Understanding HTTP

DON'T post new tutorials here! Please use the "Pending Submissions" board so the staff can review them first.
Post Reply
User avatar
DNR
Digital Mercenary
Digital Mercenary
Posts: 6114
Joined: 24 Feb 2006, 17:00
18
Location: Michigan USA
Contact:

Understanding HTTP

Post by DNR »

HTTP is a request/response standard between a client and a server. A client is the end-user, the server is the web site. The client making a HTTP request - using a web browser, spider, or other end-user tool - is referred to as the user agent.
It establishes a Transmission Control Protocol (TCP) connection to a particular port on a host (port 80 by default). An HTTP server listening on that port waits for the client to send a request message. Upon receiving the request, the server sends back a status line, such as "HTTP/1.1 200 OK", and a message of its own, the body of which is perhaps the requested file, an error message, or some other information.

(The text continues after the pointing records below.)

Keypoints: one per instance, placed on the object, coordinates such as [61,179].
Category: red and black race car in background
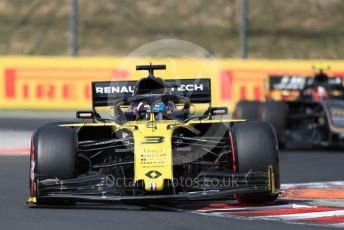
[310,111]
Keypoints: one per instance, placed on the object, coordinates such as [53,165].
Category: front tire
[53,155]
[255,148]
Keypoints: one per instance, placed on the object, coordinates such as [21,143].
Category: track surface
[296,166]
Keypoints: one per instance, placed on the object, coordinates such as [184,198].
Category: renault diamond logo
[153,174]
[153,140]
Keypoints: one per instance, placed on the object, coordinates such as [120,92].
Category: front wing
[94,189]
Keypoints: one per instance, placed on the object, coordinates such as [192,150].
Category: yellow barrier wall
[63,83]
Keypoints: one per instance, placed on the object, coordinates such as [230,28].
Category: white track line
[272,207]
[327,184]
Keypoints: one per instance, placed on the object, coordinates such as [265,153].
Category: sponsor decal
[153,174]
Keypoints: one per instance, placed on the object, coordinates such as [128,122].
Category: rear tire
[54,151]
[255,148]
[247,110]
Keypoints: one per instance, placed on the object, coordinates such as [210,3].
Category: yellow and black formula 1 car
[150,148]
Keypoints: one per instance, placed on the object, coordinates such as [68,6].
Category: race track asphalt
[296,166]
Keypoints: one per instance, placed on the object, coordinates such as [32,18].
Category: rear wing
[106,92]
[296,83]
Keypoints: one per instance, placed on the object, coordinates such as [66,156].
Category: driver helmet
[150,85]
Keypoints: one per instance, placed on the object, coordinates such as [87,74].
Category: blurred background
[308,29]
[51,50]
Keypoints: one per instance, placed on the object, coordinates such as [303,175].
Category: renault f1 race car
[310,113]
[151,147]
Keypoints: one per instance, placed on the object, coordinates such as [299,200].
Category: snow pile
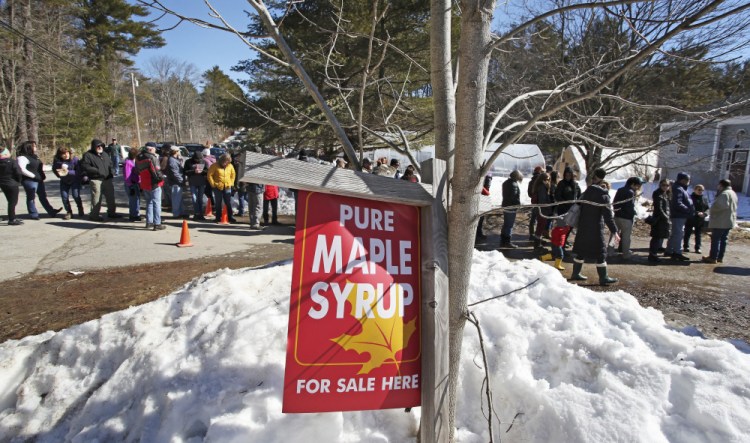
[207,363]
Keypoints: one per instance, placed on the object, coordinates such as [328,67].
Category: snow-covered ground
[207,362]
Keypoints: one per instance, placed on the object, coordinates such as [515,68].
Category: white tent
[523,157]
[636,164]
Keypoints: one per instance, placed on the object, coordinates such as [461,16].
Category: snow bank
[207,363]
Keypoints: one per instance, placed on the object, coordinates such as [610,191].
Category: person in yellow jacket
[221,178]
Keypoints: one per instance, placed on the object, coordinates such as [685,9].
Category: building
[622,163]
[709,151]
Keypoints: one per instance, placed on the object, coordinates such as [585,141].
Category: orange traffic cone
[209,208]
[184,236]
[224,216]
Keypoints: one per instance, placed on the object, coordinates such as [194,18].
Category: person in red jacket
[152,181]
[271,197]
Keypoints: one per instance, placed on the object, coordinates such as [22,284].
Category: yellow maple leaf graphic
[381,338]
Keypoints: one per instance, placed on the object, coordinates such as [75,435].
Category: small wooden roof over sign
[295,174]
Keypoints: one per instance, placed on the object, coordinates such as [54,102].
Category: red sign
[354,340]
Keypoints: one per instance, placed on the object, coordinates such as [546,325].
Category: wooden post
[434,426]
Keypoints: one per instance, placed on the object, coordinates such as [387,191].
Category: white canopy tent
[635,164]
[523,157]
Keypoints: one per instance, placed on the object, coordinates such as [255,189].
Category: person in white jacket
[722,218]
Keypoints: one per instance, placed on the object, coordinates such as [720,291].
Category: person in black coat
[567,189]
[511,197]
[662,223]
[541,190]
[33,178]
[98,168]
[681,209]
[624,206]
[10,179]
[696,222]
[590,243]
[534,211]
[485,191]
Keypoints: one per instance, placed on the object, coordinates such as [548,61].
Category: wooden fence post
[434,425]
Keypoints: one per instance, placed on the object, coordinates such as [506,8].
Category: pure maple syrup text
[387,302]
[380,253]
[366,218]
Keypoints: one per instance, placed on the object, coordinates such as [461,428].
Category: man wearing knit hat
[590,243]
[98,168]
[681,208]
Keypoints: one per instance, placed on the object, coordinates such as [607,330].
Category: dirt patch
[33,304]
[713,298]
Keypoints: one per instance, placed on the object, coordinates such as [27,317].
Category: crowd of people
[559,208]
[158,178]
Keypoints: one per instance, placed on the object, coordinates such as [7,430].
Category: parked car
[194,147]
[216,151]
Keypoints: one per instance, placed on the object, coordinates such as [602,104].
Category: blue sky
[206,48]
[202,47]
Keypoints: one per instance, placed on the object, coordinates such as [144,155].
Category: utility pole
[133,82]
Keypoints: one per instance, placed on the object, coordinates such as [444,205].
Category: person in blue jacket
[681,208]
[65,167]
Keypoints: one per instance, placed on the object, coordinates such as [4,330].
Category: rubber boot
[577,272]
[558,264]
[605,279]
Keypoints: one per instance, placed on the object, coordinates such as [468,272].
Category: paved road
[54,245]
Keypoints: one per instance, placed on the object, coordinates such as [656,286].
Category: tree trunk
[470,108]
[441,74]
[32,120]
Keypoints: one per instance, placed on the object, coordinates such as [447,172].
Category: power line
[42,47]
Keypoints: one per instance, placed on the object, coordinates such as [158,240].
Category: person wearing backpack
[10,179]
[99,170]
[567,189]
[624,205]
[175,179]
[590,243]
[152,181]
[661,223]
[132,185]
[65,167]
[32,169]
[532,195]
[511,197]
[695,223]
[196,170]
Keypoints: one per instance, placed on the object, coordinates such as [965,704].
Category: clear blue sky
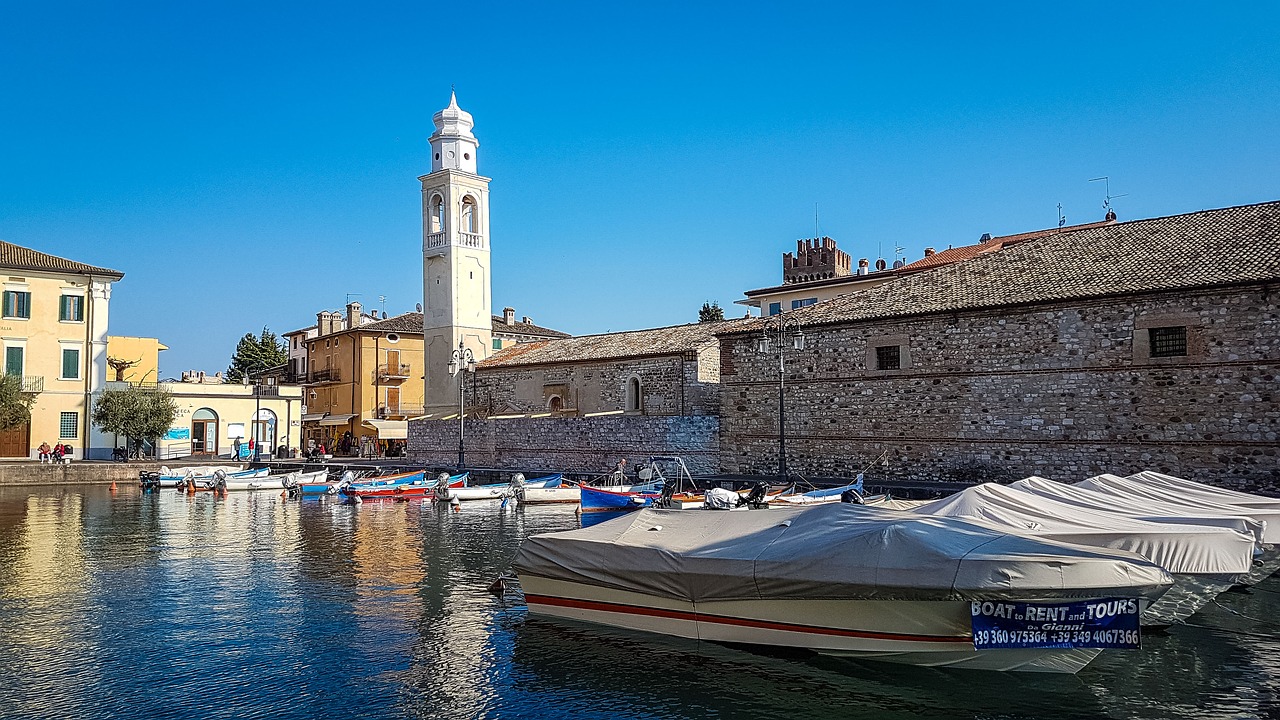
[247,164]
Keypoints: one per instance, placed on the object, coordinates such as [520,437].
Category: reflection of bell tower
[456,295]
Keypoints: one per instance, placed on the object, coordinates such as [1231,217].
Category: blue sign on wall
[1109,623]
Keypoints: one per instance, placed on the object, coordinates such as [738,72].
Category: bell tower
[456,292]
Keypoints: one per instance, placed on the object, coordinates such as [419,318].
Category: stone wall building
[1139,345]
[585,402]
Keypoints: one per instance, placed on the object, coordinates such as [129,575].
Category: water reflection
[255,606]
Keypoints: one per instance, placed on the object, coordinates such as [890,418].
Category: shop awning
[389,429]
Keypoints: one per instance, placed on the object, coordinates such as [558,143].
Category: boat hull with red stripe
[929,633]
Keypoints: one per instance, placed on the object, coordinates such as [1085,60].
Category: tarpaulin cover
[1137,493]
[1178,548]
[1152,511]
[828,551]
[1200,491]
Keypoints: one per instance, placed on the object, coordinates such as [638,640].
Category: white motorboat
[545,491]
[1138,493]
[1202,560]
[240,482]
[1192,490]
[493,491]
[845,579]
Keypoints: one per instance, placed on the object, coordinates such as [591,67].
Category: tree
[14,404]
[256,354]
[137,413]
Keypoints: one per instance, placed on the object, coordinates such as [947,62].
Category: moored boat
[846,579]
[402,486]
[545,491]
[1202,560]
[603,500]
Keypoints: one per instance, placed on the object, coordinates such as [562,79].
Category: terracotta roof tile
[970,251]
[612,346]
[499,326]
[26,259]
[1233,245]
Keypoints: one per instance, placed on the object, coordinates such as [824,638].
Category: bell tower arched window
[469,214]
[635,400]
[437,214]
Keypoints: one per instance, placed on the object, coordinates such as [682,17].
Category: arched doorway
[204,432]
[264,431]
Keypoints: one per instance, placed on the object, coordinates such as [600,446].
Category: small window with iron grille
[68,425]
[1168,342]
[888,358]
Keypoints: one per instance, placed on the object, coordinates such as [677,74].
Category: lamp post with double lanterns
[781,331]
[462,359]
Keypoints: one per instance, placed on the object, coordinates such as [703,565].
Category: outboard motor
[149,479]
[668,491]
[755,499]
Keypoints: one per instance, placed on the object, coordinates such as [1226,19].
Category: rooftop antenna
[1106,203]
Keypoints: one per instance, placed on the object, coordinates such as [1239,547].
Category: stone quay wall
[585,445]
[1063,391]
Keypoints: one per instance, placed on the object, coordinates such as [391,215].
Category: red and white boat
[839,579]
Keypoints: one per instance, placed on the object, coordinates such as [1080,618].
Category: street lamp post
[778,329]
[462,359]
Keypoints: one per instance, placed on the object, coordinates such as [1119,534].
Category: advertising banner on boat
[1110,623]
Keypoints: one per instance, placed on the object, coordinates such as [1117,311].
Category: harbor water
[137,606]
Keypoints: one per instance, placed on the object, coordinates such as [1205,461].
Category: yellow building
[133,359]
[54,335]
[211,417]
[365,379]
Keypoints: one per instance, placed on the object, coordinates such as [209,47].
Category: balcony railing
[393,370]
[327,376]
[400,410]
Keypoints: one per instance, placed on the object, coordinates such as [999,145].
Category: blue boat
[597,500]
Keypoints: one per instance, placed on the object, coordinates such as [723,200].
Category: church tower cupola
[453,147]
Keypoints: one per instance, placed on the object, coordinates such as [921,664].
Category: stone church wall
[568,443]
[1063,391]
[671,384]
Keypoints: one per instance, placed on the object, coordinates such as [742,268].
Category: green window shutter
[13,361]
[71,363]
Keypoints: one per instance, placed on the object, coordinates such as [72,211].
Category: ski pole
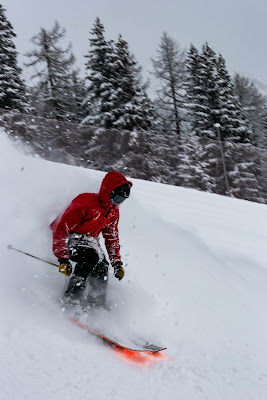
[10,247]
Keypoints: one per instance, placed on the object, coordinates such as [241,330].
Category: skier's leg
[85,259]
[98,282]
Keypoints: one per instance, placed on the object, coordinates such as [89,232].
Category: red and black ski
[146,347]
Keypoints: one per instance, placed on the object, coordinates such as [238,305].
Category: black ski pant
[91,267]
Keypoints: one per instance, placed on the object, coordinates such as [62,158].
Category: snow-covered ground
[196,282]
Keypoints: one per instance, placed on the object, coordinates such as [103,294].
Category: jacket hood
[111,181]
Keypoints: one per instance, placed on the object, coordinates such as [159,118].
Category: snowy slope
[196,282]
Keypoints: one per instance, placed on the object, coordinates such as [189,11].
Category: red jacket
[91,214]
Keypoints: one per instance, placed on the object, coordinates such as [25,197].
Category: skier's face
[120,194]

Image A screen shot of the terminal in Ubuntu showing a telnet session that contains a HTTP request/response made to the main page on the English Wikipedia. Part of the response has been removed.

----

Request methods

HTTP defines eight methods (sometimes referred to as "verbs") indicating the desired action to be performed on the identified resource.

HEAD
Asks for the response identical to the one that would correspond to a GET request, but without the response body. This is useful for retrieving meta-information written in response headers, without having to transport the entire content.
GET
Requests a representation of the specified resource. By far the most common method used on the Web today. Should not be used for operations that cause side-effects (using it for actions in web applications is a common misuse).
POST
Submits data to be processed (e.g. from an HTML form) to the identified resource. The data is included in the body of the request. This may result in the creation of a new resource or the updates of existing resources or both.
PUT
Uploads a representation of the specified resource.
DELETE
Deletes the specified resource.
TRACE
Echoes back the received request, so that a client can see what intermediate servers are adding or changing in the request.
OPTIONS
Returns the HTTP methods that the server supports for specified URL. This can be used to check the functionality of a web server by requesting '*' instead of a specific resource.
CONNECT
Converts the request connection to a transparent TCP/IP tunnel, usually to facilitate SSL-encrypted communication (HTTPS) through an unencrypted HTTP proxy.
----
Status codes
200 OK
301 Moved permanently
302 Found
303 See Other
403 Forbidden
404 Not Found
-----

Request Headers

If-Modified-Since: This contains the date of the last time your web browser fetched this web page. Basically it says to the web server "only send me the page if it's been changed since this date". Deleting this header will force a web page to fully reload even if it's already in your browser's cache (with IE you'll also need to delete the "Last-Modified" header).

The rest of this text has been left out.